Melancon established himself as a strong contributor out of the bullpen as a true freshman, allowing just 55 hits and 19 walks against 46 strikeouts in 62.1 IP. He set a single season freshman record by making twenty-nine appearances, and followed that up by going 2-0 with two saves in five postseason appearances as Arizona returned to the College World Series for the first time since 1986. The Wildcats went 1-2 in the CWS, losing twice to Georgia in the double elimination tournament. While pitching for the USA National Team over the summer Melancon made ten appearances and led the club with five saves. He allowed just seven baserunners (all hits) and zero runs in 12.2 IP.
Melancon was considered a borderline first round talent prior to his junior season, when Baseball America rated him the top prospect in the state, the 14th best college prospect, and the 35th best draft prospect overall. His injury killed his stock because teams feared he would need Tommy John surgery. Melancon ultimately fell to the ninth round, when the Yanks grabbed him with the 284th overall pick. The Yankees were satisfied with condition of his elbow following an MRI, and signed him to a well-above slot $600,000 bonus, the equivalent of mid-second round money. He was assigned to Short Season Staten Island after a brief tune-up at homebase in Tampa.
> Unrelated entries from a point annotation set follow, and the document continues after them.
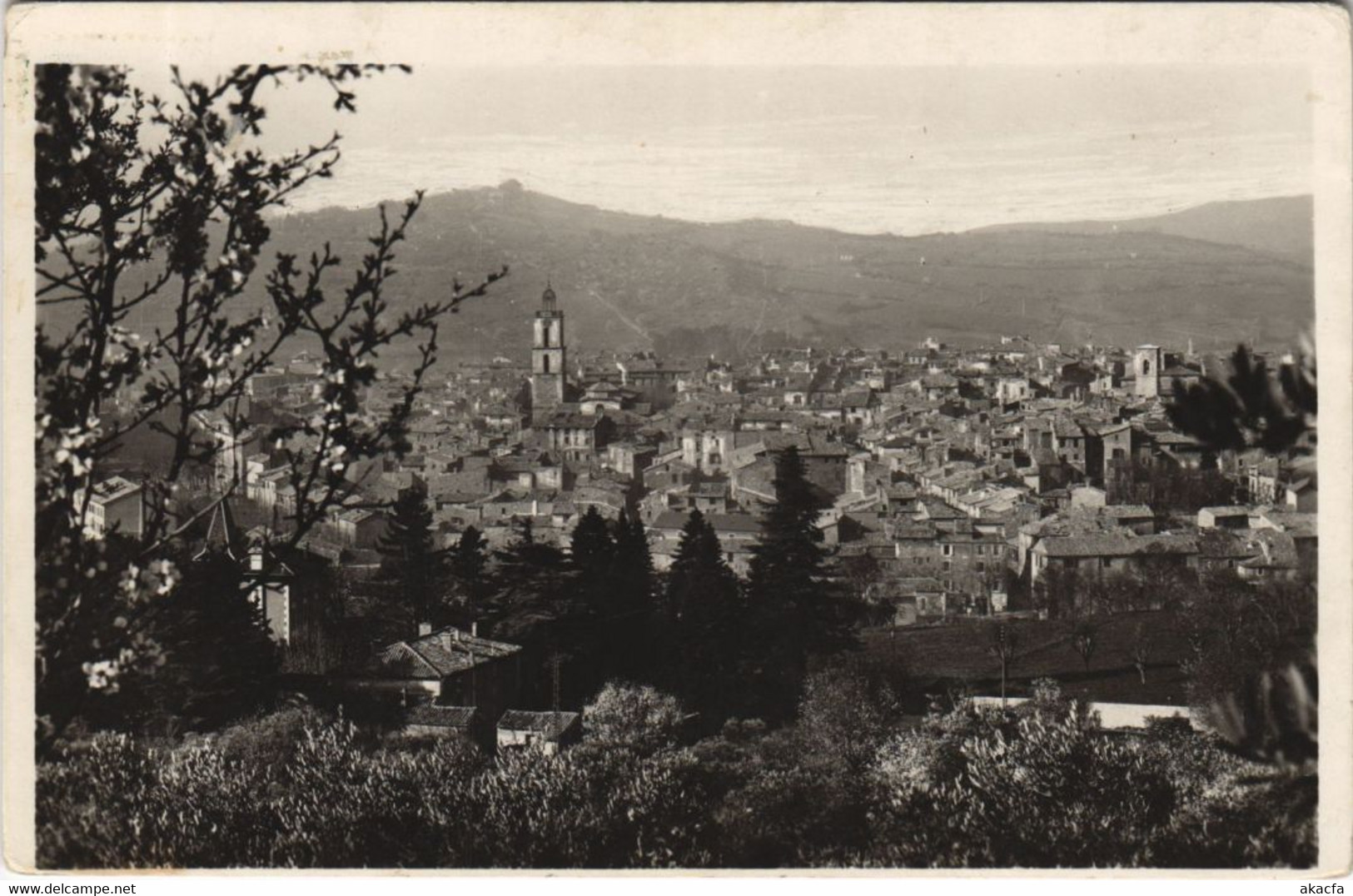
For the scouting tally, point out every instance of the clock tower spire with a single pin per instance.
(548, 355)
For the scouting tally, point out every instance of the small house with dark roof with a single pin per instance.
(447, 668)
(437, 720)
(545, 731)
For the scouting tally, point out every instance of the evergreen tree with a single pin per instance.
(591, 545)
(410, 554)
(534, 595)
(703, 620)
(216, 662)
(797, 608)
(634, 563)
(467, 565)
(631, 623)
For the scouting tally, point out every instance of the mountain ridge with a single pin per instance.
(636, 281)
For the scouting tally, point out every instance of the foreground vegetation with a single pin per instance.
(846, 785)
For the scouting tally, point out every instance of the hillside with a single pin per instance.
(636, 281)
(1281, 225)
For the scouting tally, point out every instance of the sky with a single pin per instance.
(863, 149)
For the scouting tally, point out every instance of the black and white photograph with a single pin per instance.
(689, 459)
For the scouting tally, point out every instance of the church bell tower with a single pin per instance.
(547, 355)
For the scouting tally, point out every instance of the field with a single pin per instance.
(938, 658)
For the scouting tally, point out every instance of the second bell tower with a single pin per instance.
(547, 354)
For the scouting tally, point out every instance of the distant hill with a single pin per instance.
(645, 281)
(1281, 225)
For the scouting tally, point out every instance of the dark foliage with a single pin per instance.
(410, 554)
(796, 606)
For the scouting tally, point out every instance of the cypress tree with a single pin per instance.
(467, 565)
(704, 621)
(797, 608)
(631, 625)
(591, 545)
(410, 554)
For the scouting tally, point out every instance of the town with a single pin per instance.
(894, 469)
(954, 485)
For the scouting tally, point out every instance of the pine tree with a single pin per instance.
(631, 623)
(634, 563)
(703, 620)
(534, 595)
(797, 608)
(467, 565)
(411, 555)
(591, 545)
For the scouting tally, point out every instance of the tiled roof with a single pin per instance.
(436, 716)
(1111, 545)
(545, 723)
(441, 654)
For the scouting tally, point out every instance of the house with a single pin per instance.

Melancon got into seven regular season games with the Baby Bombers after signing, then picked up the save in both of Staten Island’s wins in the NY-Penn League Finals, recording four outs without incident (two strikeouts) to clinch the title in the deciding Game Three. The Yankees sent Melancon to the reborn Hawaii Winter Baseball league after the season for extra work, however he had to be shut down after just four appearances because of elbow soreness. Melancon underwent Tommy John surgery in November 2006 and missed the entire 2007 regular season.
Melancon regained his pre-TJ stuff by the end of 2008, sitting 92-94 and touching 96 with good life on his fastball. His out pitch is a hard 12-to-6 curveball that he can drop in for strike one or use to get chases for strike three. He toyed with a splitter in college, however the Yanks had him scrap in favor of a true changeup that is now a usable third pitch. Melancon commands his two main pitches extremely well, and he often threw ten or fewer pitches per inning last season, leading to so many multiple inning outings.
The biggest drawback for Melancon is his delivery. He’s a max effort guy that comes straight over the top, although the Yanks have been working to clean it up his motion since he signed. It does benefit him slightly however, because it adds deception and creates a steep downhill plane for his pitches. Until he smooths it out, he’ll always be an injury risk. Now twenty-six months out of surgery, Melancon is officially clear of the procedure. Perhaps his best tool is his work ethic and makeup, which is off the charts and has been lauded since high school.